The state has found it hard to hire for those positions “based on the hiring practices that are set up,” he said. “We would love to have the union give us the authority to hire in right now, and if they did we wouldn’t have to follow bumping procedures that are slowing the process down.”

Matthew Gunnip, president of SEIU Local 580/Rhode Island Alliance of Social Service Employees, decried the decision to use Deloitte to fill those 48 vacant state jobs.

“That is a slap in the face to front-line workers who are understaffed and have the institutional knowledge,” he said. “To hire some private contractor that was responsible for UHIP and for many of the problems they already have there is irresponsible. Public human services should be nonprofit. To bring in a corporate for-profit contractor is unacceptable.”

Gunnip said McKee’s statements about the union slowing down the hiring process are nonsense. He said the union has been having weekly meetings with the administration, and the administration has slowed things down by failing to post vacant positions and by failing to bring human resources officials to meetings between the governor’s office and labor.

The forum began with five candidates talking about how they’d ensure that an influx of federal and state funding will produce affordable housing throughout the state when just six of 39 towns and cities meet the goal of ensuring 10 percent of their housing stock is low- or moderate-income housing.

“I’ll tell you what I won’t do,” said Ashley Kalus, the lone Republican candidate on stage. “Unlike the current governor, I will not give out contracts to my friends, family members, or to insiders. We need to make sure contracts are given out based on merit.”

Kalus said she would create a council to work with local leaders in the cities and towns that fall short of the 10 percent affordable housing goal. “They know their communities best,” she said. “The expectation is once we find what the problem is we work together on the solution.”

Secretary of State Nellie M. Gorbea, the former executive director of HousingWorks RI, looked around the room, saying, “It feels almost like family reunion for me. I worked with so many of you to address challenges of building affordable housing.”

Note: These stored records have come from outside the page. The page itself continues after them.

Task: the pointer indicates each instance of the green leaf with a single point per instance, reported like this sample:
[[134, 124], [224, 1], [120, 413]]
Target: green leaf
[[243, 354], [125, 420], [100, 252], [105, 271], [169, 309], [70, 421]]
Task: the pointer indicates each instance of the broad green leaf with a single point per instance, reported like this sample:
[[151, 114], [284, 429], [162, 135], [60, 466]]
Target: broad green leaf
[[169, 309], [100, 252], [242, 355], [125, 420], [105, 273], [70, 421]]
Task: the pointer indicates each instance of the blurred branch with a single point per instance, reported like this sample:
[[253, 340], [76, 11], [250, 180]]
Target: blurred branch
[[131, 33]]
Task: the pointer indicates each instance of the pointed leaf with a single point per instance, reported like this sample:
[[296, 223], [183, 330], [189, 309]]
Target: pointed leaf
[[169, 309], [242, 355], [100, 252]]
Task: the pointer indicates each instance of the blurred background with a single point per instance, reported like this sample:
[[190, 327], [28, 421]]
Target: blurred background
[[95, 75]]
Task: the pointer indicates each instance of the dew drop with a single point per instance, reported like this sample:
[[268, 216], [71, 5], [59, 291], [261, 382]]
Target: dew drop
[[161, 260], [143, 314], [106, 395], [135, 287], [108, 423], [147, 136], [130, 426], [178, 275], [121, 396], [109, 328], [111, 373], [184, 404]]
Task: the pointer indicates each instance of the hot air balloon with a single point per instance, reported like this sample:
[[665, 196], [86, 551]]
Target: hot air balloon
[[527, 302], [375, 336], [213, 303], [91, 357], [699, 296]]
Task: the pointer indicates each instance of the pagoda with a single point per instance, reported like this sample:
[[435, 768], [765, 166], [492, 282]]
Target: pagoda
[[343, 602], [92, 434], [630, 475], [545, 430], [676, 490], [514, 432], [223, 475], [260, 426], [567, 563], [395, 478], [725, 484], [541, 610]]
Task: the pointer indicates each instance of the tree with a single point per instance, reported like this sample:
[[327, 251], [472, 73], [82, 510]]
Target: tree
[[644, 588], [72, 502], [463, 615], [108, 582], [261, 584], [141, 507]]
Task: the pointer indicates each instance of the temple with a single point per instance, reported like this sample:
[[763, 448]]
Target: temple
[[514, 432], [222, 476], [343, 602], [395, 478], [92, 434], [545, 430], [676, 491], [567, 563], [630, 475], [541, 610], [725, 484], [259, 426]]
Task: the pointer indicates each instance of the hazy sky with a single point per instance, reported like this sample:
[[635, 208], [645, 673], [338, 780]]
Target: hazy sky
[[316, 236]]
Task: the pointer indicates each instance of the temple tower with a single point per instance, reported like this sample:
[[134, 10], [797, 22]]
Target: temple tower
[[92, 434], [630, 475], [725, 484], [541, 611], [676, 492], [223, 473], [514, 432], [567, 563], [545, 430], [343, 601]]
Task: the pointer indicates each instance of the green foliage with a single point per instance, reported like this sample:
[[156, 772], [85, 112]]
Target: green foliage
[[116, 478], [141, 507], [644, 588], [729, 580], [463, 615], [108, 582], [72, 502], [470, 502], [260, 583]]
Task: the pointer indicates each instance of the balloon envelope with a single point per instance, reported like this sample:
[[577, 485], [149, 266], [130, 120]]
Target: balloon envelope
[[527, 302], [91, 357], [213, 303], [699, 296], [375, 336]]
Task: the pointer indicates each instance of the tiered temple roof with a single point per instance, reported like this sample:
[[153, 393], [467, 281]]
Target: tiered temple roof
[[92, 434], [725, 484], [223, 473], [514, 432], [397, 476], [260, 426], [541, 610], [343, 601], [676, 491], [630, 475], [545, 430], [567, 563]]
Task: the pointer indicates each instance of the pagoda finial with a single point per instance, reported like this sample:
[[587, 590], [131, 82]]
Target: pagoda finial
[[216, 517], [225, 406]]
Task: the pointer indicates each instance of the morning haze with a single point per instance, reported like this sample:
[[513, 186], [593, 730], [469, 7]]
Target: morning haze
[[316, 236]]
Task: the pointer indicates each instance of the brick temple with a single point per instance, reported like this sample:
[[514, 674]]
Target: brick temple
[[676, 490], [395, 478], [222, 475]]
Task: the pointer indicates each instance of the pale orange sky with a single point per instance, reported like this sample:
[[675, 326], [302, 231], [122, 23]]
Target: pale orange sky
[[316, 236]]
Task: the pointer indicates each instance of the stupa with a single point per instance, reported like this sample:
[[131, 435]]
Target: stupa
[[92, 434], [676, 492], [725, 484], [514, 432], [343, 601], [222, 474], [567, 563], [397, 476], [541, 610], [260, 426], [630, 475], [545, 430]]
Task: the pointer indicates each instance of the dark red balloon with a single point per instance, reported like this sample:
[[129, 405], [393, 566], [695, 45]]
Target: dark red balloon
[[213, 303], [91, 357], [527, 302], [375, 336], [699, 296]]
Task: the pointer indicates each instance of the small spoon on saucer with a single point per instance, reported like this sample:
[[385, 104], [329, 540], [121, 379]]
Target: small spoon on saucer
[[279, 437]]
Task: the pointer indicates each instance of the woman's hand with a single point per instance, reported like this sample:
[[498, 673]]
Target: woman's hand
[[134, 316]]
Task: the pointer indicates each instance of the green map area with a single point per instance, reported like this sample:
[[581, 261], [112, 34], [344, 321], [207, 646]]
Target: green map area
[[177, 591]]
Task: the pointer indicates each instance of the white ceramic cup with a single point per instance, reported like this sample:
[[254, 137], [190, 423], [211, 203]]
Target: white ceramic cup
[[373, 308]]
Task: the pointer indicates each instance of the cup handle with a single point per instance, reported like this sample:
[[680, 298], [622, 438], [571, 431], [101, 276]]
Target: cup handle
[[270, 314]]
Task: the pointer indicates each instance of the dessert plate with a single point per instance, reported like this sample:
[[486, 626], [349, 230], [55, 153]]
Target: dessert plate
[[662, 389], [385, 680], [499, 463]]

Gorbea, a Democrat, said she is glad the House this week passed a bill to elevate the position of deputy secretary of commerce for housing to a Cabinet-level position in the governor’s office. “That is how important this issue is,” she said. “Housing is key to solving so many of our issues, to moving so many agendas forward.” For example, a children who moves twice within a school year because of housing issues will have a tough time catching up in school, she said.

McKee said that soon after taking office last year, he proposed a state budget that for the first time gave Rhode Island a dedicated funding stream for affordable housing, and he called for the General Assembly to approve his request for $250 million for housing.

The Democratic governor said he had success on affordable housing initiatives when he was mayor of Cumberland, and as governor he said he has weekly meetings with municipal leaders and understands the zoning and planning issues involved.

Muñoz, a Democrat, said he grew up poor in Central Falls and experienced homelessness. “It’s different when you experience something because then you realize things haven’t change for a reason,” he said.

Elected officials and organizations need to do more to create affordable housing in Rhode Island, Muñoz said. “The governor should be the state’s activist, the governor should be the state’s educator, and the governor should be the first one to act when these issues arise. And this issue has been persistent since I was a child in this state.”

Brown called for eliminating the bans on multi-family homes found in many communities. He called for funding 10,000 “green, truly affordable homes.” And he criticized a bill that would allow municipalities to count “two-bedroom apartments that cost up to $2,500 a month” as affordable housing. “That is ridiculous,” he said.

Former CVS executive Helena B. Foulkes, a Democrat, did not attend Friday’s forum because she tested positive for COVID-19 on Thursday night.